If your priority is not to impress but how to impress the earth and your inner soul, I think that a restaurant can be a good place for you. We need to change our mindset of what it is to be successful. Is it to produce fabulous food and get Michelin stars while keeping silent in regards to the rights of workers and the abuse of women? I want people to get stars based on how ethical and decent they are with their staff, and how they plan their menu to minimize waste. The restaurant model has to change and become more sustainable.”


How will Darjeeling Express emerge from this crisis?

“I believe that being in a position of privilege, you have a duty: to lift others up. That’s what I try to implement. Not a single day do I forget that this is my mission, this is my motto, and it is what drives me. Every day I try to think how I can do things better, because every day I have one day less to live. My time isn’t unlimited so I need to create a story for when I am gone. I hope that more people like me will come in my place and do better than me to become the face of change. Even if I’m not there to harvest it, I know there will be a generation of women who will be equal to men in the kitchen. There will be a generation of people who respect ingredients and care about how things are produced, shipped and packaged, as well as caring about the environmental impact of consuming food. I may not be there to see it but I will work very hard to build the foundations for it.

I closed Darjeeling Express during the pandemic. I’d like to reopen a restaurant that would be an incubator for future food CEOs because I know that change happens when the leader is a woman. I want to train this generation of women who will become leaders in the food industry so that they will then make sure that they raise the agenda of issues that impact women. I will set up a 3 months training program where I’m not going to teach how to cook, but how to lead and build a team. Change will not happen from bottom up. You will not find that one or two women who have been bullied in a kitchen who will make that change. We need the change to come from the top. We need the rules to be set up and enforced.”

What would be your message to all the Chefs in the world?

“Restaurant isn’t a place where you go to be impressed or to impress your clients, your friends, or your partner.

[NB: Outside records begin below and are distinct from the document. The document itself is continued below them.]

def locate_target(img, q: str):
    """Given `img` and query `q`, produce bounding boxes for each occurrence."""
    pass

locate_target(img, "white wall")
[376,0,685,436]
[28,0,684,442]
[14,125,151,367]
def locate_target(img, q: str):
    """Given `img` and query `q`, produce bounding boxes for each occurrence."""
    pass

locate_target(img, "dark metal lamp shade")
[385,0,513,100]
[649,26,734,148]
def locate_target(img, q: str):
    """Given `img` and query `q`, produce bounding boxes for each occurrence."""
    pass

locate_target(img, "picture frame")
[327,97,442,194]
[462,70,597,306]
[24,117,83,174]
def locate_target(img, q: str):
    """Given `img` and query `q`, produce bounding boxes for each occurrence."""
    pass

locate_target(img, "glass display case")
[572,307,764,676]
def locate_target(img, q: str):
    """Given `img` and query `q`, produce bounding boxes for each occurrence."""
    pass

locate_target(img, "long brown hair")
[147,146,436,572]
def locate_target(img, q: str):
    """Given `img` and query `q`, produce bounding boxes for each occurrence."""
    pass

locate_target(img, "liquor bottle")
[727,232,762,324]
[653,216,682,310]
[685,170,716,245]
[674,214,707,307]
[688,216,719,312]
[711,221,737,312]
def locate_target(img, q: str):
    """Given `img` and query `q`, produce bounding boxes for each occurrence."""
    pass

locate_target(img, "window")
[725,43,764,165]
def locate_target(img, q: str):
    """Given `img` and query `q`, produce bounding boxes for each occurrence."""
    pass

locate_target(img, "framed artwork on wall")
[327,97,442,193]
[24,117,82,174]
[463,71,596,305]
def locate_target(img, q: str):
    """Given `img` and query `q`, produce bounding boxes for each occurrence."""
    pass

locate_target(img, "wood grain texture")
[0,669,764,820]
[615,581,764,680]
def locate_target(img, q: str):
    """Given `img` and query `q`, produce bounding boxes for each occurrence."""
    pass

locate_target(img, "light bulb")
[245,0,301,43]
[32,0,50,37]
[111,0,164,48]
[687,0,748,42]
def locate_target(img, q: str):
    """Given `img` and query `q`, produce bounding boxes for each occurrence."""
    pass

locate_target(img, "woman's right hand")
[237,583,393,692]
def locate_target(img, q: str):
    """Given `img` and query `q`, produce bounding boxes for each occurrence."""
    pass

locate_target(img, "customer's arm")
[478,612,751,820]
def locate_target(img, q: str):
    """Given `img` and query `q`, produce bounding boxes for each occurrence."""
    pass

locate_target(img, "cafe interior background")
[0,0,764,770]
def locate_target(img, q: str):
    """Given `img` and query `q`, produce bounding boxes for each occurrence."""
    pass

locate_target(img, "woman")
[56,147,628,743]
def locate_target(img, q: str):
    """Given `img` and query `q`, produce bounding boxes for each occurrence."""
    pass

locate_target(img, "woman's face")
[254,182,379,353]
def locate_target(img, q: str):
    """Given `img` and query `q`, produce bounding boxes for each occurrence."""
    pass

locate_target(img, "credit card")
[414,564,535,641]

Take your ego out of restaurants. Restaurants are no longer a place for turbulent, highly temperamental, yet talented Chefs. There is no more space for bullying or for people who are unpleasant, aggressive, and abusive. Be compassionate. Have empathy. Believe in equality, diverse backgrounds, and have a broader stage of people who have not had the chance to have their voices heard. There are lots of cuisines which we still need to find out about because if you find that cuisine, you need to find out about that person and their culture. Food can be the kind of educator that really leads the impact.”

Where do you want to be in ten years?

“I want to be in areas where people are struggling. On my 50th birthday last year I opened an all-female restaurant in a refugee camp. I want to have more projects like this one in which women are suffering, in war zones etc. I want to use food as a way to bring people together, of healing them, and of giving them a sense of community. If you are a refugee, you will never go home, and you need to find new roots. My aspiration in ten years’ time is to develop Darjeeling express in these areas not as a business, but as a social movement where food is used to empower women and to give them the sense of belonging, pride, and respect for each other.”